API as a Productの思想は継続的かつ長期的な視野に立っており、プロダクトを利用する側のフィードバックを重要視するアプローチです。

API 開発サイクル マネジメント

プロダクトマインドセットが既に確立されているチームであれば、API as a Productの概念も至極自然なアプローチとして捉えることができます。その実践も開発/運用におけるDevOpsのプラクティスに沿わせる事により、効率よくかつ有機的に実践する事が可能です。

APIのライフサイクルは、小さなインクリメンタルプロセスの積み重ねで構成されます。日々のプロセスではアジリティを求められ、変化に強い文化とプラクティスにフォーカスが置かれています。この思想はDevOps文化の中核であり、継続的改善を素早く回すというアプローチもCI/CD パイプラインを利用する手法も同様です。
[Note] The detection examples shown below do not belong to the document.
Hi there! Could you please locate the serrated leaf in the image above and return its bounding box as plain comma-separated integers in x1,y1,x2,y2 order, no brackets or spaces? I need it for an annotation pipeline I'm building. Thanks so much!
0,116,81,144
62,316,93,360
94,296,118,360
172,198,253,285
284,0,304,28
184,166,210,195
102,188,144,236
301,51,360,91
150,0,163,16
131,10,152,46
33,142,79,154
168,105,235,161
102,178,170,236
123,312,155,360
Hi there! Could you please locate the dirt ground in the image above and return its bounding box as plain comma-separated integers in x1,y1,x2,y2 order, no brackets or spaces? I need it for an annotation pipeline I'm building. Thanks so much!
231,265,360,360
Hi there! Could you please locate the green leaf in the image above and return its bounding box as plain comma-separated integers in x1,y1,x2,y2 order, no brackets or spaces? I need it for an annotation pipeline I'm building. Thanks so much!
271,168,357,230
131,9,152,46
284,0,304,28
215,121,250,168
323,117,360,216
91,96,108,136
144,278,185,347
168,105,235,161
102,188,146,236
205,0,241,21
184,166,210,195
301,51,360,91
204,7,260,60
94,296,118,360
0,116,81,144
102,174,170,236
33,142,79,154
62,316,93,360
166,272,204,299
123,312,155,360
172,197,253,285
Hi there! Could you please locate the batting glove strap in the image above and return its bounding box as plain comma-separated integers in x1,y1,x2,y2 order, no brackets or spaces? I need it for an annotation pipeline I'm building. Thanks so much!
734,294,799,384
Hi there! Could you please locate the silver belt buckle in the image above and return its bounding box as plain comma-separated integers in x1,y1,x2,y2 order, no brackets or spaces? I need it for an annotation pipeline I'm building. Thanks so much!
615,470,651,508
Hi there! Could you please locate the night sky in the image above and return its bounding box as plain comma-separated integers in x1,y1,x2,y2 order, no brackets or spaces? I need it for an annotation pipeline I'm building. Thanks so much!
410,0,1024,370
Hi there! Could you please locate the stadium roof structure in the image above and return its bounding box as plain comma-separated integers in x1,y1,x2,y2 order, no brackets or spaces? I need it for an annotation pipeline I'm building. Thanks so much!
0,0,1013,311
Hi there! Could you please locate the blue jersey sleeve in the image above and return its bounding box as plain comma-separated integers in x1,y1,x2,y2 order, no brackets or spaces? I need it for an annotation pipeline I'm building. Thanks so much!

しかしながら、実際にはAPIの開発サイクルがDevOpsオペレーションに有機的に統合されているケースはあまり多くありません。APIプロダクトに関しては一貫性を欠いていたり、マニュアル作業やチェックが散見されたり、上手く噛み合っていない印象をよく受けます。

これはパイプライン上のタスクが抜けているという以上に、API as a Productという概念が希薄というのが根本原因ではないかと思います。APIプロダクトの視線でパイプラインを見直すと、APIプロダクト特有の必要なステップがいくつか浮かび上がります。

Collaborate

APIは組織の中で存在しているだけでは価値提供できません。利用されて初めて価値が生まれます。この為組織中のAPIは何かしらの形で定義が集約され、その定義は最新の状態に保たれ、ドキュメントとして自己完結している必要があります。またこれらAPIプロダクトを誰もが閲覧/検索出来、セルフサービスで利用できるポータル (Developer Portal) を提供することも重要です。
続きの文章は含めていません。